Almost besides the point but worth noting, in Barcelona, we’ve seen many, many demonstrations these last few years as the crisis drags outs and austerity measures keep knocking back a once-robust social system and squeezing working-class families. Some protests have brought out hundreds of university students and professors. Others have seen tens of thousands of young people, parents with strollers and seniors citizens peacefully gather in the central plaza. And, yes, a few protests have had a definite anarchist feel with pent-up rage bubbling up and over the edge of self-control. At some point, though, these demonstrations all start looking the same – they are each impressive in their own way, but also now have become sort of routine occurrence in a country where there seems to be no end in sight for tough economic times.

Of course, we know that strikes have historically brought about important global changes in labor conditions and work-related legislation. We also recognize that people frustrated with the political response to the ongoing financial fallout need a place to raise a collective voice, and legally-called, multi-national strikes provide a platform for that outrage.

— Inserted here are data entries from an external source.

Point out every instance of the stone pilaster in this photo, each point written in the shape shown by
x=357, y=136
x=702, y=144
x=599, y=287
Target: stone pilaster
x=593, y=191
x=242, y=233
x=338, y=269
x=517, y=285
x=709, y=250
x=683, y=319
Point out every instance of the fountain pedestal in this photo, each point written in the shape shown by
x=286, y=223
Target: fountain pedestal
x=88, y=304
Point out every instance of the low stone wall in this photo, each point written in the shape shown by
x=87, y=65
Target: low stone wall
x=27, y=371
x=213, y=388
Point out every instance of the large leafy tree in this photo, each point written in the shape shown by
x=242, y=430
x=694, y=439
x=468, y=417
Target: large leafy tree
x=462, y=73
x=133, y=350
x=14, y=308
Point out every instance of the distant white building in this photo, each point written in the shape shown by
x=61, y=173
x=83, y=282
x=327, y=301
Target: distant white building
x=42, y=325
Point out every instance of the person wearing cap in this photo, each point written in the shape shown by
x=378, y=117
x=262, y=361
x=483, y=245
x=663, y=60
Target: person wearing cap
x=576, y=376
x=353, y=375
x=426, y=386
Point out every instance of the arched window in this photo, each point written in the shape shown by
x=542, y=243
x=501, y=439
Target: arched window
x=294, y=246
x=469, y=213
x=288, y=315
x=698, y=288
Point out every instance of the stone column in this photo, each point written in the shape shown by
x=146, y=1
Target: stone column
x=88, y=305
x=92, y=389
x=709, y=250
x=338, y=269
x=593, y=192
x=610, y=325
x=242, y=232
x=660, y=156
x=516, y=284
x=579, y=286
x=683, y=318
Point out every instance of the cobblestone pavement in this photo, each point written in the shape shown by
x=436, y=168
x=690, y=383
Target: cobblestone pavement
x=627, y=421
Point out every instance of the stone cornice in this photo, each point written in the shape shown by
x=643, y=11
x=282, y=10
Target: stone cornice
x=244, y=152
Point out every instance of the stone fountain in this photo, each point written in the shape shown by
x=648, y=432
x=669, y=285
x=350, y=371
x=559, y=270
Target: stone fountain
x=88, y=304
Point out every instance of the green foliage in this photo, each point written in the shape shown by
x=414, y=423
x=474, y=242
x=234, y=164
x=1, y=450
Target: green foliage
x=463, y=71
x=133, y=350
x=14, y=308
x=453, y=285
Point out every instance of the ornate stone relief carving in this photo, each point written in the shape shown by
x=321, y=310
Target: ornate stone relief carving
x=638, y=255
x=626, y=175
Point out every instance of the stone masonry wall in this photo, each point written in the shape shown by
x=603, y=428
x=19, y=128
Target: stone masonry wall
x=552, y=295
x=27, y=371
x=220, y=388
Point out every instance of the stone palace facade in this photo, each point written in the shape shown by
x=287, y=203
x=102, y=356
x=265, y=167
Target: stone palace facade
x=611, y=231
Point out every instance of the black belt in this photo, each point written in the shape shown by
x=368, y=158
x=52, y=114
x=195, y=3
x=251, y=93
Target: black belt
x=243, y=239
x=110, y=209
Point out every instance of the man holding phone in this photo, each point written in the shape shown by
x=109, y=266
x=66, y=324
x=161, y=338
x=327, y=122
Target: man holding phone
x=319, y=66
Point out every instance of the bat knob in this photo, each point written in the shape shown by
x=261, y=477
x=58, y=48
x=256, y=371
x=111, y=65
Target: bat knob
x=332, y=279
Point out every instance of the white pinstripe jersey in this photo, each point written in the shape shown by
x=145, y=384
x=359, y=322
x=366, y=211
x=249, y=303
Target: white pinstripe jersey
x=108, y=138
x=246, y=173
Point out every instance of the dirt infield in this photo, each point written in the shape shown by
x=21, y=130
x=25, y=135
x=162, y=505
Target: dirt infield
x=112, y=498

Even so, it’s hard to watch the violence of the most recent uprisings that swept through Spain, Portugal, Italy, France, Belgium and other parts of Europe and a similar one in Spain on March 29 and think that these demonstrations will change anything any time soon. We don’t think people should give up the fight either; the big problems we’re all facing globally won’t go away by themselves.

But, much like the Associated Press, we can’t help but wonder — Europe Strikes: What might they accomplish?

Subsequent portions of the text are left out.